Один из узлов реестра Конвея впоследствии получил его имя – это тот самый упоминавшийся уже нами узел, о котором нейронная сеть заявила, что его трудно понять, а Лиза Пиччирилло тем не менее доказала о нем теорему.

Конвей, пожалуй, наиболее известен в мире за пределами теоретической математики благодаря игре «Жизнь» – простому алгоритму, создающему невероятно сложные и постоянно меняющиеся конфигурации, которые выглядят практически как живые – отсюда и название[388]. Однако его раздражала такая слава, поскольку он считал игру «Жизнь» (справедливо) гораздо менее глубокой, чем бо

льшая часть его математических результатов. Поэтому я закончу не игрой «Жизнь», а одной из моих любимых теорем – действительно геометрической теоремой, которую Конвей доказал вместе с Кэмероном Гордоном в 1983 году[389]. Возьмите любые шесть точек в пространстве. Существует десять различных способов разбить эти точки на две группы по три. (Проверьте!) Для каждого разбиения вы можете соединить обе тройки точек, чтобы получить два треугольника. Конвей и Гордон доказали, что среди разбиений всегда будет как минимум одно, при котором эти треугольники будут сцепленными, как звенья цепи.



Для меня метод доказательства выглядит даже изящнее самого факта. В реальности Конвей и Гордон доказывают, что число разбиений, приводящих к сцепленным треугольникам, должно быть нечетным.

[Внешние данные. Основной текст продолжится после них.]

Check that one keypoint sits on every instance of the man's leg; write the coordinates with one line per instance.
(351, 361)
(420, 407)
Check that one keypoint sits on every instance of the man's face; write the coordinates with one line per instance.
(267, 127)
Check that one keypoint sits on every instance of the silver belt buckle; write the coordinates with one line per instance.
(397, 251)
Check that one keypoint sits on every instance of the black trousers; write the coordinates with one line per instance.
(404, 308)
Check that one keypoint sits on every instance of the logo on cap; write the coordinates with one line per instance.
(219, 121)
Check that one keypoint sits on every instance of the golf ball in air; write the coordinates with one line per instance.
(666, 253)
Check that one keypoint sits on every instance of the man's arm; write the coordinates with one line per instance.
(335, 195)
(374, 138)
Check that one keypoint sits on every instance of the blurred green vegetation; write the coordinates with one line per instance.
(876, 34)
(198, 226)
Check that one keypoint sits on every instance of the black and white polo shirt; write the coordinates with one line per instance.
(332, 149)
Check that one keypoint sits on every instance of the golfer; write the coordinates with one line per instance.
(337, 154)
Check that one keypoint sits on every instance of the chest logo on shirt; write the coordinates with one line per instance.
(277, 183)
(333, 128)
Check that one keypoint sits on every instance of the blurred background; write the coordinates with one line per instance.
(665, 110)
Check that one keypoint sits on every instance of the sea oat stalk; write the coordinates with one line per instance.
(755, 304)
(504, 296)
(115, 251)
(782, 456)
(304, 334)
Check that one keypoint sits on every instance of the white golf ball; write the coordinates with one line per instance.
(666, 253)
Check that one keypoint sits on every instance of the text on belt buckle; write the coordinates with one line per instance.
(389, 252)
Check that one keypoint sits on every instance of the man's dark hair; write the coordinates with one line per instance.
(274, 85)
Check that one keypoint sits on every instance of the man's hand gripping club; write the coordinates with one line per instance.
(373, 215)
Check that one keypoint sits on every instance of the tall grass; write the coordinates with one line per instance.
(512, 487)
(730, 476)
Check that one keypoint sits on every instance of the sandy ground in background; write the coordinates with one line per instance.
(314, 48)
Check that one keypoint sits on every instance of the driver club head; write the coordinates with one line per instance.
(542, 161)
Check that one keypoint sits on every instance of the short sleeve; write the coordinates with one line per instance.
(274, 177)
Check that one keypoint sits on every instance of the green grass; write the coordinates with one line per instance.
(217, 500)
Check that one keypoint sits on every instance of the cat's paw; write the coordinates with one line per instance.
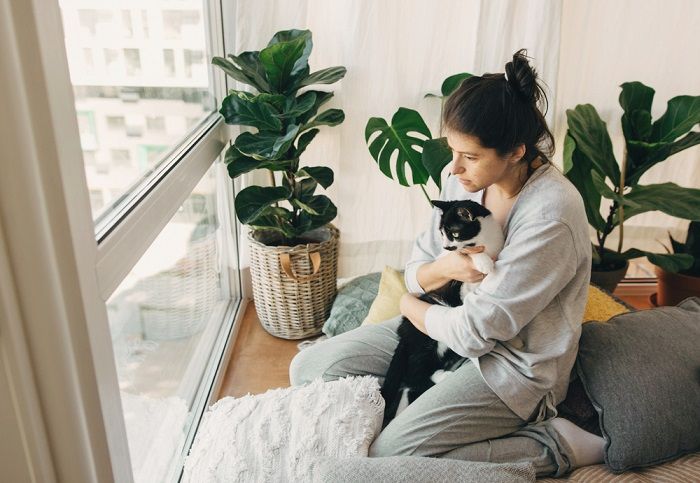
(439, 376)
(483, 262)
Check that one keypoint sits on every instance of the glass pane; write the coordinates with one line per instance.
(141, 83)
(164, 320)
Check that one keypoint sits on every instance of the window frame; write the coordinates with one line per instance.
(62, 374)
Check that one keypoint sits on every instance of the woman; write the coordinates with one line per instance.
(519, 331)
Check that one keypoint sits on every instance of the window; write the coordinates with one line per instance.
(125, 88)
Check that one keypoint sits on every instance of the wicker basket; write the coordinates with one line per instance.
(294, 287)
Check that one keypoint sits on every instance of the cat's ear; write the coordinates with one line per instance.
(443, 205)
(465, 214)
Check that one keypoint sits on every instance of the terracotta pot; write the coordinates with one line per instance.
(674, 287)
(608, 280)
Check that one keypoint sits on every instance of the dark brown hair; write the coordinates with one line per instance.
(501, 110)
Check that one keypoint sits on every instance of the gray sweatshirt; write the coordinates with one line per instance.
(522, 326)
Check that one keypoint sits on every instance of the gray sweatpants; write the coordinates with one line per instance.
(459, 418)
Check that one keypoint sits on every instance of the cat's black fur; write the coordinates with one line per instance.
(417, 357)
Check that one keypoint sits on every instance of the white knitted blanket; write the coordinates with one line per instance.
(276, 436)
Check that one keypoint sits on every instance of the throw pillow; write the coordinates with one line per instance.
(351, 304)
(386, 305)
(641, 371)
(276, 436)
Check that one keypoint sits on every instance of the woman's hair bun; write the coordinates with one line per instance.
(522, 77)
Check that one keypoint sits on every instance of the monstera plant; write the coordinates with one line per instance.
(590, 164)
(410, 137)
(286, 121)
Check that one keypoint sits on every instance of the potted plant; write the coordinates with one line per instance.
(293, 246)
(675, 286)
(426, 158)
(589, 163)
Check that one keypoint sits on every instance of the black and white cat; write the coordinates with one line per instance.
(420, 362)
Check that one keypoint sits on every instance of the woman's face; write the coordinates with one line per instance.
(475, 166)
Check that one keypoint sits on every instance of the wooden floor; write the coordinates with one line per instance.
(260, 361)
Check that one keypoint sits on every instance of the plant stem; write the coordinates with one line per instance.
(422, 187)
(621, 216)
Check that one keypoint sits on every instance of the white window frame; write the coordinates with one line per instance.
(56, 355)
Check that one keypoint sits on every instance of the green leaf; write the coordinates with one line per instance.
(669, 262)
(636, 99)
(266, 145)
(682, 113)
(298, 106)
(668, 198)
(285, 59)
(322, 174)
(252, 201)
(249, 63)
(578, 170)
(436, 155)
(324, 76)
(591, 136)
(238, 163)
(451, 84)
(321, 98)
(232, 71)
(327, 212)
(243, 108)
(398, 137)
(644, 155)
(304, 141)
(331, 117)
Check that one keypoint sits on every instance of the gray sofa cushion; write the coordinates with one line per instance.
(417, 469)
(352, 304)
(641, 371)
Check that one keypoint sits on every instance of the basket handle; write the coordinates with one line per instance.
(286, 263)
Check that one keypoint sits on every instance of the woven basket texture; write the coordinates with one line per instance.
(289, 308)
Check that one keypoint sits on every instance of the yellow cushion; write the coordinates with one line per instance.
(386, 304)
(601, 306)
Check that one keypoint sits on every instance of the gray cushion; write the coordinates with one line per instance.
(417, 469)
(641, 371)
(352, 304)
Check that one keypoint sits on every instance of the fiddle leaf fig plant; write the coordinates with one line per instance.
(410, 138)
(590, 164)
(286, 121)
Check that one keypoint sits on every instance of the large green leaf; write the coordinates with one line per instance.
(231, 70)
(682, 113)
(321, 98)
(327, 212)
(399, 137)
(285, 59)
(668, 198)
(252, 201)
(669, 262)
(644, 155)
(249, 63)
(436, 155)
(636, 99)
(578, 169)
(238, 163)
(591, 136)
(322, 174)
(266, 145)
(331, 117)
(324, 76)
(245, 109)
(304, 141)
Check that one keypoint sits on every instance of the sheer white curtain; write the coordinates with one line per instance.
(396, 51)
(652, 41)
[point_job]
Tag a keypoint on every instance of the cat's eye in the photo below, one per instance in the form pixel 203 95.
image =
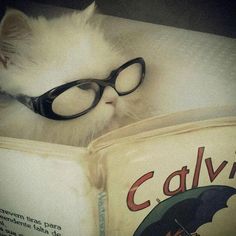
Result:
pixel 76 98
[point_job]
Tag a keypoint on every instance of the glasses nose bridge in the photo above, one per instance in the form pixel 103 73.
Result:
pixel 109 81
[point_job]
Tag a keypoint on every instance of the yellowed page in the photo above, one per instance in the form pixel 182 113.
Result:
pixel 163 174
pixel 45 190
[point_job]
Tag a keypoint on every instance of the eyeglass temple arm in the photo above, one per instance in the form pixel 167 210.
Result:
pixel 27 101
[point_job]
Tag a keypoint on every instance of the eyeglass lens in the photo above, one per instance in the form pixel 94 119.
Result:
pixel 81 97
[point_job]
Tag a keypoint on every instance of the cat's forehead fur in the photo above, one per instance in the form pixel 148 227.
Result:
pixel 57 51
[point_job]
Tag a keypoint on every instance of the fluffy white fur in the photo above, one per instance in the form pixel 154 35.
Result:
pixel 40 54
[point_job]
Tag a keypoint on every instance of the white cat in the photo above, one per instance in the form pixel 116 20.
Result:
pixel 38 55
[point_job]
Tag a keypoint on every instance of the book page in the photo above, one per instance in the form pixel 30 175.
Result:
pixel 45 190
pixel 174 181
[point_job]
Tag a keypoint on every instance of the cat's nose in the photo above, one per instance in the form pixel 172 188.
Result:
pixel 110 96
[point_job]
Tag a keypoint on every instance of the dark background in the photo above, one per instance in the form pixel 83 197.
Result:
pixel 212 16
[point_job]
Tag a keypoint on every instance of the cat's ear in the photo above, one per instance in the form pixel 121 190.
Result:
pixel 89 11
pixel 14 28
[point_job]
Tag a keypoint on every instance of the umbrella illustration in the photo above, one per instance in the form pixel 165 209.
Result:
pixel 183 213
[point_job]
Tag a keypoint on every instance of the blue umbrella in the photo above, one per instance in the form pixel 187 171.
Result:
pixel 185 211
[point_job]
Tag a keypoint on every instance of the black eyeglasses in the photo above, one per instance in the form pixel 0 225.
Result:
pixel 76 98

Однако ноль – число четное! Следовательно, должно быть хотя бы одно разбиение, при котором треугольники сцеплены. Кажется довольно странным доказывать существование какого-то объекта на основании того, что таких объектов должно быть нечетное число, однако на самом деле ничего необычного тут нет. Предположим, у тумблера лампочки два положения. Если вы вошли в комнату и увидели, что лампа не в том состоянии, как вы ее оставили, то вы понимаете, что кто-то щелкнул выключателем. Однако причина, почему вы это поняли, в том, что состояние лампы говорит вам, что выключателем щелкнули нечетное число раз.

БЕЛЫЕ ЛЮДИ СТАРЫ

Опасность заболеть COVID-19 одинакова не для всех. Риск серьезных симптомов, госпитализации и смерти намного выше у пожилых людей, чем у молодежи и лиц среднего возраста. В Соединенных Штатах есть также расовые и этнические отличия. В июле 2020 года подтвержденные случаи заболеваний COVID-19 в США делились по расам так[390]:

36,6 % – латиноамериканцы;

35,3 % – белые нелатиноамериканцы;

20,8 % – черные.

Распределение смертей от COVID-19 выглядело иначе:

17,7 % – латиноамериканцы;

49,5 % – белые нелатиноамериканцы;

22,9 % – черные.

Эти цифры могут удивить, если вы слышали что-либо о неравенстве в американском здравоохранении, которое почти повсеместно подразумевает сравнение не в пользу несветлокожих американцев. Но при этом смертность среди белых людей, на долю которых приходилось всего 35 % подтвержденных случаев заболевания COVID-19, составила 49,5 % от всех смертей. Получается, что среди белой части населения вероятность летального исхода в результате заболевания COVID-19 гораздо выше. Почему?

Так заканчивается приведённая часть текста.